Bear chooses to will flight (straight down, full speed) demoness opposes grapple and loses.

splashdown: falling damage, Demoness killed, sorcerer and bear barely alive...

Sorcerer: "shouldn't we check my 10 flasks of alchemist's fire to see if they break?"

me: "not if they are in a bag of holding or a handy haversack"
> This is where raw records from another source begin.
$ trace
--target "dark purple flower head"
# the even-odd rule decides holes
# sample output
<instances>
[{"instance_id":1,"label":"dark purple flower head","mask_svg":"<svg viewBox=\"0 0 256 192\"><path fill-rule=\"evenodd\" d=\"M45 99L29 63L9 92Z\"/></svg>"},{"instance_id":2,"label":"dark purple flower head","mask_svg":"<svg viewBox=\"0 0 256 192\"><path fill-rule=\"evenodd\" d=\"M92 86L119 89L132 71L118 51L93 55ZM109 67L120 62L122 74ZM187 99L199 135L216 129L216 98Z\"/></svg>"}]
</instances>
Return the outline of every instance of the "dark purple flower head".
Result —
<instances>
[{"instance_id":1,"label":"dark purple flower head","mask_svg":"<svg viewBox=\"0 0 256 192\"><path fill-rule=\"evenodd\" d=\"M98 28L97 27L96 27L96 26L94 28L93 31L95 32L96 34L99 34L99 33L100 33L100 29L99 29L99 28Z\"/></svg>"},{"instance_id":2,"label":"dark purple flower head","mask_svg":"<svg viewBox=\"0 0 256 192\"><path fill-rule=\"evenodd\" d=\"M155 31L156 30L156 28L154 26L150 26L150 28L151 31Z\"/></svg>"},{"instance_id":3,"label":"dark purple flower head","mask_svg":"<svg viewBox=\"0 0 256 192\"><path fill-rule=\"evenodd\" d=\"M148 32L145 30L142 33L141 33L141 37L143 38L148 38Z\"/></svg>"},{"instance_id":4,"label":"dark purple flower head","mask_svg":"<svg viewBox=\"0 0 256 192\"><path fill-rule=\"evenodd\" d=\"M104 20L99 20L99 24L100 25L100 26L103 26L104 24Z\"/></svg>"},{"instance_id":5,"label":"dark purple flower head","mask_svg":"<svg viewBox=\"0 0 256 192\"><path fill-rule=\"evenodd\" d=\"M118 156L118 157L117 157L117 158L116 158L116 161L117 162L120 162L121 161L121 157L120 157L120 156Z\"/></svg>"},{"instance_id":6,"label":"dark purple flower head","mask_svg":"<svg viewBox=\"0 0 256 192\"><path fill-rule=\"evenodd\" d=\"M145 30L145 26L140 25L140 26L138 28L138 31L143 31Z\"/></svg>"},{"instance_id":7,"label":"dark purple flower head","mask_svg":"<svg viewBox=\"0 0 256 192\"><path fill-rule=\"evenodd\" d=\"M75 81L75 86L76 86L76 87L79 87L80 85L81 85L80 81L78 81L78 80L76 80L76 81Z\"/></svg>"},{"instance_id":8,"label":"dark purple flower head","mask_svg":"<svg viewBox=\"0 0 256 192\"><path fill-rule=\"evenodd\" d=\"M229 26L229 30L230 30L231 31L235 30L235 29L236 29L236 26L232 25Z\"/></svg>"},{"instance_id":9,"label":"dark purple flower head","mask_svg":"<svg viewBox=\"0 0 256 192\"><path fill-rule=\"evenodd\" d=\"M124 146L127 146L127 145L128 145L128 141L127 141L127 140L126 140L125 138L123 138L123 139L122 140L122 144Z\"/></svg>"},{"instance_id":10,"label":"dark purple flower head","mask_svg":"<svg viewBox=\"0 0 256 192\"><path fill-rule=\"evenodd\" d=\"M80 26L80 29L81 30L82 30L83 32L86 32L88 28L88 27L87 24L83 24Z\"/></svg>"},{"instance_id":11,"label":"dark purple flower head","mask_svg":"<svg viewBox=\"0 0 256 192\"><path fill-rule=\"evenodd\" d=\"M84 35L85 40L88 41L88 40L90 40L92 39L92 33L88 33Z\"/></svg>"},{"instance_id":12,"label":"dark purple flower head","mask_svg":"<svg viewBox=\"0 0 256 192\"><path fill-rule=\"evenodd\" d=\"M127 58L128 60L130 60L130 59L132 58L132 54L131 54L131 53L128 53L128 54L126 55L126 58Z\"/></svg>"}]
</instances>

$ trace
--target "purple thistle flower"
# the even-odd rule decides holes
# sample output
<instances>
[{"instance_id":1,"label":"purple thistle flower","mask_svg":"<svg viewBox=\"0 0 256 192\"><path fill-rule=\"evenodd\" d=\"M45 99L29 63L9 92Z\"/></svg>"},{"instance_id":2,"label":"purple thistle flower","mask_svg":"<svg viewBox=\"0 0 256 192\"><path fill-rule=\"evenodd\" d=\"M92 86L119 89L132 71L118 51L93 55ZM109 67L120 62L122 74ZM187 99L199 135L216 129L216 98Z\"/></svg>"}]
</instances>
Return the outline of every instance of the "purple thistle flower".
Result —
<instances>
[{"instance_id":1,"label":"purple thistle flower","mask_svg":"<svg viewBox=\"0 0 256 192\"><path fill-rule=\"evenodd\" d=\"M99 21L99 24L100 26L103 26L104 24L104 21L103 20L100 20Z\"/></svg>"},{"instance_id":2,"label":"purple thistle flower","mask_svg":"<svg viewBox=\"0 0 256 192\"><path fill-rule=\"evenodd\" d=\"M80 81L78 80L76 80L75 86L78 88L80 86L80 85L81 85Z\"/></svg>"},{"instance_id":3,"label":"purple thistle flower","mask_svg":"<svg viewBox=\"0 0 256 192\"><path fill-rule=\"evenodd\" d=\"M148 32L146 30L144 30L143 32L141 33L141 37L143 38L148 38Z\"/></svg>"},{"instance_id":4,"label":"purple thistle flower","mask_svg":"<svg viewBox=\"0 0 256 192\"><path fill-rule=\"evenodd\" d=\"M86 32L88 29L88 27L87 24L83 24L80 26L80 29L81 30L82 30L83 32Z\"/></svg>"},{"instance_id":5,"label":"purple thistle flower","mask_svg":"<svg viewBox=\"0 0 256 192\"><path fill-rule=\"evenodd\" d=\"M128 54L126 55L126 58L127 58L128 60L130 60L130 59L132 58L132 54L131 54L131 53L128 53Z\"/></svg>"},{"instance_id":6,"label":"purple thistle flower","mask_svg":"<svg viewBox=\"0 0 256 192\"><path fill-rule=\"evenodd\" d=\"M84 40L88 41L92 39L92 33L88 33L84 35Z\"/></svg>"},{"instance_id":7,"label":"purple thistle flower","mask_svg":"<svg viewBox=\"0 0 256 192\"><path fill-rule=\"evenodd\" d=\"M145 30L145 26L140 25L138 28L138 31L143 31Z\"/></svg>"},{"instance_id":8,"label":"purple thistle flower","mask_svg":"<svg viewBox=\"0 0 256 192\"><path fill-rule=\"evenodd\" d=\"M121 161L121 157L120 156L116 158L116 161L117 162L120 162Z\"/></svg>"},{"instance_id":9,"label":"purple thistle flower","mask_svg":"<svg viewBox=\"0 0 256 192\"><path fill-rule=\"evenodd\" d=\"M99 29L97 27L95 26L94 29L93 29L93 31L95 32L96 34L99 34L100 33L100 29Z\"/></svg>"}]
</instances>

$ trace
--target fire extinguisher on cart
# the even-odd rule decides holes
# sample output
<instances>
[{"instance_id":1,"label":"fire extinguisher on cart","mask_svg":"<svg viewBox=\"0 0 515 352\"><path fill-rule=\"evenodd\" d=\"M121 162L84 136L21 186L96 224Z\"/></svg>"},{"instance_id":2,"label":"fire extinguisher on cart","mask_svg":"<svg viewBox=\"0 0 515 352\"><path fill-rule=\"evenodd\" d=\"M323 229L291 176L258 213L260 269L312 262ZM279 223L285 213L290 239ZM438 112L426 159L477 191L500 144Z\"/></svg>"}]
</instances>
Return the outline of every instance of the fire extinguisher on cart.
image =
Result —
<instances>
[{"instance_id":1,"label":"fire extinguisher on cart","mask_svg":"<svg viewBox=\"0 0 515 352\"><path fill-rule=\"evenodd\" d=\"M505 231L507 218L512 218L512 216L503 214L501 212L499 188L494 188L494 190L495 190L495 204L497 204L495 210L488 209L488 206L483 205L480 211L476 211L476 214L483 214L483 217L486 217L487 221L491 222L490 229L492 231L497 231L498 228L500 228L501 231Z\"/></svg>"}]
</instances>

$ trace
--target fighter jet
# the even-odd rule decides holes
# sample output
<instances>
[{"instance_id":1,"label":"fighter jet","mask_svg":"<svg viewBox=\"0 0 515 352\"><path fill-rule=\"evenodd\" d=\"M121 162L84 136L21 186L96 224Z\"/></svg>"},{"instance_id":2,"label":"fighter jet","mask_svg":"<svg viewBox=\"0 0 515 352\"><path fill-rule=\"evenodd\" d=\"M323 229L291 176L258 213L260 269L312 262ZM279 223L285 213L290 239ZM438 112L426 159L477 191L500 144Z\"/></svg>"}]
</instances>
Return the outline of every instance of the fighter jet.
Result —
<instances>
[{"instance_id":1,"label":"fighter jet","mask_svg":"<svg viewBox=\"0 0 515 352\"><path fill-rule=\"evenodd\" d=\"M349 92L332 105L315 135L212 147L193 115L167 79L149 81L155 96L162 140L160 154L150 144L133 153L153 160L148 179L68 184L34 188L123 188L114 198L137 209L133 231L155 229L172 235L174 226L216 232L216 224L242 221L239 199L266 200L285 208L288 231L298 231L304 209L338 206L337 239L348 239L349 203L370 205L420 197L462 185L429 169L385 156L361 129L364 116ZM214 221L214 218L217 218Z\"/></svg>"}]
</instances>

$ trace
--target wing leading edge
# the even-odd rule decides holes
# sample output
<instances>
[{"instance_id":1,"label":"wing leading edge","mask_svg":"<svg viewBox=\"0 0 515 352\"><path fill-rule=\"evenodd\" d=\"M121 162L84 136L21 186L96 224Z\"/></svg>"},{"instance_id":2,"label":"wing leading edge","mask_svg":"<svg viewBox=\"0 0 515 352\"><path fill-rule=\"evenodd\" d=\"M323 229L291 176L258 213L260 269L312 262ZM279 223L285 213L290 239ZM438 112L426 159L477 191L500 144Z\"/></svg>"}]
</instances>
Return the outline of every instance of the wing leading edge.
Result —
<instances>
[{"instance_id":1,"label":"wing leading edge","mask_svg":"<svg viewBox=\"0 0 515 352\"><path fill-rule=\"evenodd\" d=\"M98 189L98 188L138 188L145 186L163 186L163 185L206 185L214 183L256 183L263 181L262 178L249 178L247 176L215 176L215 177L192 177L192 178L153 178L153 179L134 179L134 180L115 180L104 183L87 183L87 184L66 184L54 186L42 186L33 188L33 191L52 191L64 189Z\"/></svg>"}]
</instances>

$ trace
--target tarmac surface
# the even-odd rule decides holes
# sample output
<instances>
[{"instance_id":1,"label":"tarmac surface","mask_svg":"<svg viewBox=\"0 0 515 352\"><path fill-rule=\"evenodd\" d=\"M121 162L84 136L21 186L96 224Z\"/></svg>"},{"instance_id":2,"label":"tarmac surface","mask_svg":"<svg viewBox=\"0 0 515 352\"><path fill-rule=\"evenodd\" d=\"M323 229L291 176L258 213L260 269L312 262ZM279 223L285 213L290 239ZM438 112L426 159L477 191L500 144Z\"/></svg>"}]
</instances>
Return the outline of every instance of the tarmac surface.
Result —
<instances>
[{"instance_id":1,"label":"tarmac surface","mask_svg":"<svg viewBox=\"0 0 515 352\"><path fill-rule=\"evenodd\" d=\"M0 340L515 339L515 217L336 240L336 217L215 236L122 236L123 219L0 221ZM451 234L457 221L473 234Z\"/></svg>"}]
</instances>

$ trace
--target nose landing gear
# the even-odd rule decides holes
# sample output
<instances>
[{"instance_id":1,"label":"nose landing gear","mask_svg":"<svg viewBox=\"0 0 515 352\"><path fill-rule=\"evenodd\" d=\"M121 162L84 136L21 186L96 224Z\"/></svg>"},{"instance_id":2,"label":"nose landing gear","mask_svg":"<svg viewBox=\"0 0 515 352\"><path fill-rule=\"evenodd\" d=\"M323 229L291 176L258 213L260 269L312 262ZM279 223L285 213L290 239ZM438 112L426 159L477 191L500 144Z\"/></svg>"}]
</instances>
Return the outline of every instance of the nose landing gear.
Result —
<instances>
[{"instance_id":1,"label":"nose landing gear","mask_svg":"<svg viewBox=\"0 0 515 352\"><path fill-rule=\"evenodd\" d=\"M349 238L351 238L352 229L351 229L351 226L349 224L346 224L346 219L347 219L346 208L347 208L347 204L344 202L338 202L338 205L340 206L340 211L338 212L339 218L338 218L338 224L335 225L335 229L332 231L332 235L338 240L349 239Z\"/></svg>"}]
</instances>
Sorcerer: "umm, that would have been a good idea, lets check"
save fail;
save fail;
save fail;
save fail;
save fail;
save fail;
save fail;
save fail;
save fail;
save fail;

10d6 fire damage.

the corpses are roasted.

GM: "my precious plot! you were supposed to chase her into the tower and fight her their"
Druid: "yeah, didn't fancy doing that, sorry"

Everyone elses Perspective:

The bear goes shooting into the sky with the halfling clinging to its back, you see it grab the demoness then it falls, a huge fireball errupts and when the smoke clears all that remains is a crater.

Heskan da snipa
2008-10-14, 12:12 PM
in the current campaign i am in, we are searching for dragons that are terrorizing villages or something like that.

Anyways, we were goin though a dungeon when we come across 8 zombie minions. my friend and i are both dragonborn (yes this is 4e im talking about). we come to this particular eccounter and my friend gets an idea. he ends up going first and using his breath weapon to kill ALL 8 MINIONS IN ONE BLAST.

needless to say it was the shortest eccounter ever.